The time to help your landscape plants prepare for the winter, he said, was last spring
and summer.

"If you take good care of your plants in the warm months by keeping them
insect-free, giving them ample water and fertilizing them, you’re helping build a hardier
plant," he said.

UGA horticulturists say temperatures would typically have to drop below 20 degrees to
damage the stem tissue of landscape plants.
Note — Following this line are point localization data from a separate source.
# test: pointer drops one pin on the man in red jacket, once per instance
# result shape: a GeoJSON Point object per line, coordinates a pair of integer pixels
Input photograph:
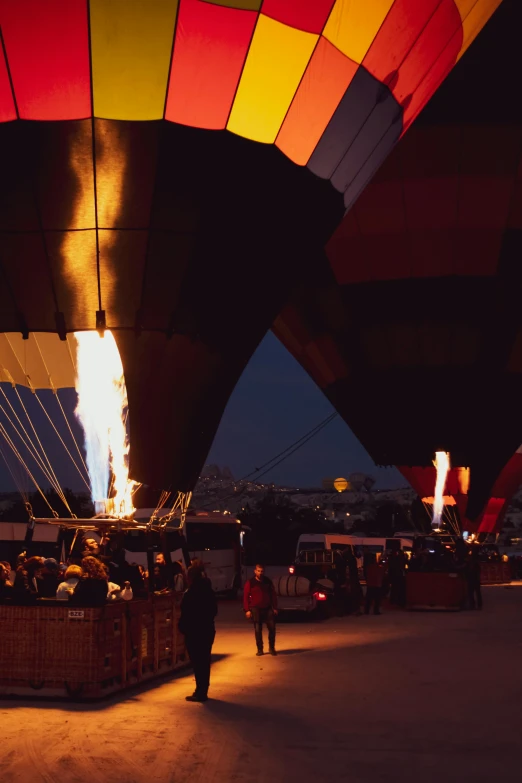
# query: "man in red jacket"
{"type": "Point", "coordinates": [260, 604]}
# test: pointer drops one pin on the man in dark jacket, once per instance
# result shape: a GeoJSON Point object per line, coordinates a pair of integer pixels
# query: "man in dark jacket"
{"type": "Point", "coordinates": [375, 575]}
{"type": "Point", "coordinates": [473, 579]}
{"type": "Point", "coordinates": [196, 623]}
{"type": "Point", "coordinates": [260, 604]}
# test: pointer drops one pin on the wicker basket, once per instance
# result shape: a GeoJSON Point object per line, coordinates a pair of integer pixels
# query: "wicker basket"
{"type": "Point", "coordinates": [87, 652]}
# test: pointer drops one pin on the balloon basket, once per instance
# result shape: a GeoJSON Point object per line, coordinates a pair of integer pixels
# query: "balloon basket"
{"type": "Point", "coordinates": [53, 649]}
"Twenty-four degrees isn’t all that terribly cold for a plant," Lindstrom
said. "If it’s a flowering plant, you may lose some of the first flowers. You have to
remember that landscape plants are outdoors 24 hours a day. They have adapted, and it’s
more of a gradual change for them."

Lindstrom said the only plants he would suggest giving the "babying
treatment" are prized possessions such as a banana tree. "If it’s a
one-of-a-kind plant and you really don’t want to lose it, build a makeshift shelter for
it," he said.

The key to making sure your landscape plants survive each winter, he said, is planting
the right variety.

"Don’t just buy a cultivar of azalea or other woody ornamental you’ve heard about
or one you think would do well in your landscape," Lindstrom said. "Do a little
research. Make sure the cultivar you’re buying is suited to your area."